In a sigh of relief for environmentalists, the rate of ice depletion in the Arctic is expected to be slow this year.
According to Walt Meier, a glaciologist at NASA’s Goddard Space Flight Center in Greenbelt, Md, “This is not going to be as extreme a year as last year, but we’re still seeing a strong downward trend. We’re still at levels that are much lower than average”.
“Even if this year ends up being the sixth- or seventh-lowest extent, what matters is that the 10 lowest extents recorded have happened during the last 10 years,” said Meier. “The long-term trend is strongly downward”, he added.
The ice cover of the Arctic Ocean was measured at 2.25 million square miles (5.83 million square kilometers) on August 21, this year. It was 1.67 mn sq miles (4.34 million square kilometers) on the same date in 2012. The largest recorded for this date was in 1996, when ice covered 3.16 millions square miles (8.2 million square kilometers) of the Arctic Ocean.
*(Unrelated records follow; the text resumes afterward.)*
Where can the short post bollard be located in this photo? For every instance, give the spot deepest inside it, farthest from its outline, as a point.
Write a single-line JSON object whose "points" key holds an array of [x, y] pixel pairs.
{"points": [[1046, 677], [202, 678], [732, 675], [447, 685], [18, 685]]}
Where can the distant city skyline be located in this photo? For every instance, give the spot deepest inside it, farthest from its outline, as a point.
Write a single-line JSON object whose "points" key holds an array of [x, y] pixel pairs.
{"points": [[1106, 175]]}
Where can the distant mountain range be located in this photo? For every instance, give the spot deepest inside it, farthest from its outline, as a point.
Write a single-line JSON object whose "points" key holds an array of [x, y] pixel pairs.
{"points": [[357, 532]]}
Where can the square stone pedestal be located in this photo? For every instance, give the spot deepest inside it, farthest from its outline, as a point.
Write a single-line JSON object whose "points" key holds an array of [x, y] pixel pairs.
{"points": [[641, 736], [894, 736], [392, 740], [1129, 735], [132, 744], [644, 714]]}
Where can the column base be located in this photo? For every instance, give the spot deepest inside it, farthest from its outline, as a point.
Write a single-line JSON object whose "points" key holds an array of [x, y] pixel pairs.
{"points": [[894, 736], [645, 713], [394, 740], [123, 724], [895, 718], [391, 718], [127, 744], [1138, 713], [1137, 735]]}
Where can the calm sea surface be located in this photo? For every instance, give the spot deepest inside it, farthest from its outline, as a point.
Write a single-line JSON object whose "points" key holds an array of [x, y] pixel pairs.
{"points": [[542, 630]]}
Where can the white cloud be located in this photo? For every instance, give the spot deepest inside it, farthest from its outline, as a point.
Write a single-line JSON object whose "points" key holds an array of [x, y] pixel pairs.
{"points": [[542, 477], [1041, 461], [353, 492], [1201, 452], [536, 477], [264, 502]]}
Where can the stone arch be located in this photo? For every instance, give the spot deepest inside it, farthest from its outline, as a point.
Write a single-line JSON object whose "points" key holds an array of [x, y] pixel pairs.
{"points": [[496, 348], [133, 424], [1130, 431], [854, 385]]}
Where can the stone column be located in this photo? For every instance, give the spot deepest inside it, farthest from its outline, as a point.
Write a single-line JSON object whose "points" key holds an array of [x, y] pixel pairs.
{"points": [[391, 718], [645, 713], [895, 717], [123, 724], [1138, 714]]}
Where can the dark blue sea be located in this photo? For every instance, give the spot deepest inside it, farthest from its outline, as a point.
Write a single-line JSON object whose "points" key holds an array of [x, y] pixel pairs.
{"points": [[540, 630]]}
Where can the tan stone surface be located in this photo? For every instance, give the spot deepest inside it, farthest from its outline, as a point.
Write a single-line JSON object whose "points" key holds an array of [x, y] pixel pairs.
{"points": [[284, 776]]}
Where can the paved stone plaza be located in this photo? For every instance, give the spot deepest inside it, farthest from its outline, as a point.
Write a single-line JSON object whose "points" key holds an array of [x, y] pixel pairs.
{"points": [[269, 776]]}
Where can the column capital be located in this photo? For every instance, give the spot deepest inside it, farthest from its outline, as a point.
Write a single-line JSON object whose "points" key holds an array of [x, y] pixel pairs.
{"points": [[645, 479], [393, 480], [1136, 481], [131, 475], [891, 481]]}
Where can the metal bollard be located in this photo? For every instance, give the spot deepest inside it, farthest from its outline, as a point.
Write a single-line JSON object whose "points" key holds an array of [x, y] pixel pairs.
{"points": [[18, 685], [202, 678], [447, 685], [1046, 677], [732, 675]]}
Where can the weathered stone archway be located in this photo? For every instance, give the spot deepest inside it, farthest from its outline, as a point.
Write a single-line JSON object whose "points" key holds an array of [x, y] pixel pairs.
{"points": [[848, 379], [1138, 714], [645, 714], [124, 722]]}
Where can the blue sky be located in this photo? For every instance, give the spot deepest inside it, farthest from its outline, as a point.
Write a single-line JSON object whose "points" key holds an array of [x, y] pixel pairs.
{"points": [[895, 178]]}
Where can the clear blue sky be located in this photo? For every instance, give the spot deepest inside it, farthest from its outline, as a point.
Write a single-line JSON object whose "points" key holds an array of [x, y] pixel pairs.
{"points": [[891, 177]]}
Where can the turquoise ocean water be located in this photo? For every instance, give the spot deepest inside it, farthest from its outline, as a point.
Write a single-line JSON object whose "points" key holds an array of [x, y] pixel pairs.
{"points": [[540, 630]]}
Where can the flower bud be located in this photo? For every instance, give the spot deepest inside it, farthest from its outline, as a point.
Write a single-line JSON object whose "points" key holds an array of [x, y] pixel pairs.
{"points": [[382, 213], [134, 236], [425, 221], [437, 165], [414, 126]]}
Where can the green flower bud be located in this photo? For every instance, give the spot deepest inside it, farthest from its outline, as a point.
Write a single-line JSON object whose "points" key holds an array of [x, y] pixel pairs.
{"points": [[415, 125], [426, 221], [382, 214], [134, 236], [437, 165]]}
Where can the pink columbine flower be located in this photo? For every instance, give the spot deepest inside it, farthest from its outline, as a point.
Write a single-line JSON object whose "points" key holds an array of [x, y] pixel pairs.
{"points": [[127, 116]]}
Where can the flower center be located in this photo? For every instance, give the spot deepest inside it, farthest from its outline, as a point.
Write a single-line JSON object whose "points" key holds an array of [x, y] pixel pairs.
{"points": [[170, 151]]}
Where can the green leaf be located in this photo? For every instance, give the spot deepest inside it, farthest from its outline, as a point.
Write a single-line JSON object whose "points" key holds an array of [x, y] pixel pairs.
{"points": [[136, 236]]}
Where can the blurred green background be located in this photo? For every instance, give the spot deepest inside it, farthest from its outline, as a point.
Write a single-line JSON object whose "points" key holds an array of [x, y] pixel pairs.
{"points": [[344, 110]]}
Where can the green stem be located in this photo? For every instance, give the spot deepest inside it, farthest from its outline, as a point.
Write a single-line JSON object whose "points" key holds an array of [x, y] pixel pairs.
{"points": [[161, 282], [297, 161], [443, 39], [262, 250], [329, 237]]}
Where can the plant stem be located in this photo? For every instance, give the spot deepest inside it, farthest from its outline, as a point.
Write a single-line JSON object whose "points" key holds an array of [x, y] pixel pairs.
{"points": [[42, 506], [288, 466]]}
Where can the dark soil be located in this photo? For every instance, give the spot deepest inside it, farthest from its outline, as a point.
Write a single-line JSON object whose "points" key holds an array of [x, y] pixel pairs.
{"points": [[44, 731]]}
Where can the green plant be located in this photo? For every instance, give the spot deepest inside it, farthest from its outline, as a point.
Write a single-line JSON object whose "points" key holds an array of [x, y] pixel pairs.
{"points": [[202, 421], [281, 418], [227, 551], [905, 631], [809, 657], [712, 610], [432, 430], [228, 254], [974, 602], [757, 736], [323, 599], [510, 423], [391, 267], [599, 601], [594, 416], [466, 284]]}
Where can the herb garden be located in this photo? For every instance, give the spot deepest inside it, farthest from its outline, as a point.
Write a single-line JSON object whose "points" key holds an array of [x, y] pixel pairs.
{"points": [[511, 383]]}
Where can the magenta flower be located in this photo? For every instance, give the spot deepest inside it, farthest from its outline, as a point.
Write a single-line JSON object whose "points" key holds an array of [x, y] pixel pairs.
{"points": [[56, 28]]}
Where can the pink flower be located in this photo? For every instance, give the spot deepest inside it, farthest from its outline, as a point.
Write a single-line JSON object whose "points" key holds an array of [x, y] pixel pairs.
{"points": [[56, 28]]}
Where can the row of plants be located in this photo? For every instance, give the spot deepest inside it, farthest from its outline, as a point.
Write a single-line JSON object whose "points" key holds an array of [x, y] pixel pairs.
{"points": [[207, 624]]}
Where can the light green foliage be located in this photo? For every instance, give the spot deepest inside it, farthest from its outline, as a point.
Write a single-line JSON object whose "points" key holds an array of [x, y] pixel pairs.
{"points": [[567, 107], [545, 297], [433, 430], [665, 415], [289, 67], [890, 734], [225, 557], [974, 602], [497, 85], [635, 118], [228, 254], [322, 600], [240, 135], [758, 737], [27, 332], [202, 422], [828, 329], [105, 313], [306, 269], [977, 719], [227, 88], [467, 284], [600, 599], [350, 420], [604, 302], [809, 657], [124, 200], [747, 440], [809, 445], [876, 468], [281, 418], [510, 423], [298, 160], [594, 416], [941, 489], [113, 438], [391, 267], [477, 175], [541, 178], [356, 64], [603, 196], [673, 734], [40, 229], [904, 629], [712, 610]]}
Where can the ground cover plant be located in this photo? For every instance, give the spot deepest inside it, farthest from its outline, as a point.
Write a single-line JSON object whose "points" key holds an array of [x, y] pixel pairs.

NASA scientists have been studying the melting rates of Arctic ice since decades. Studying the updates of Arctic ice and its melting pattern, Arctic loses 30,000 square miles of sea ice each year. Last year’s melting rate was very high and the NASA scientists had reported a record low in the amount of ice available. It was noticed in 2012 that the ice cap of the Arctic Ocean reduced to its lowest extent ever recorded.
According the updates, the Arctic has lost half of its size. If the trend continues, the Arctic can be free from ice completely within next 30 to 50 years.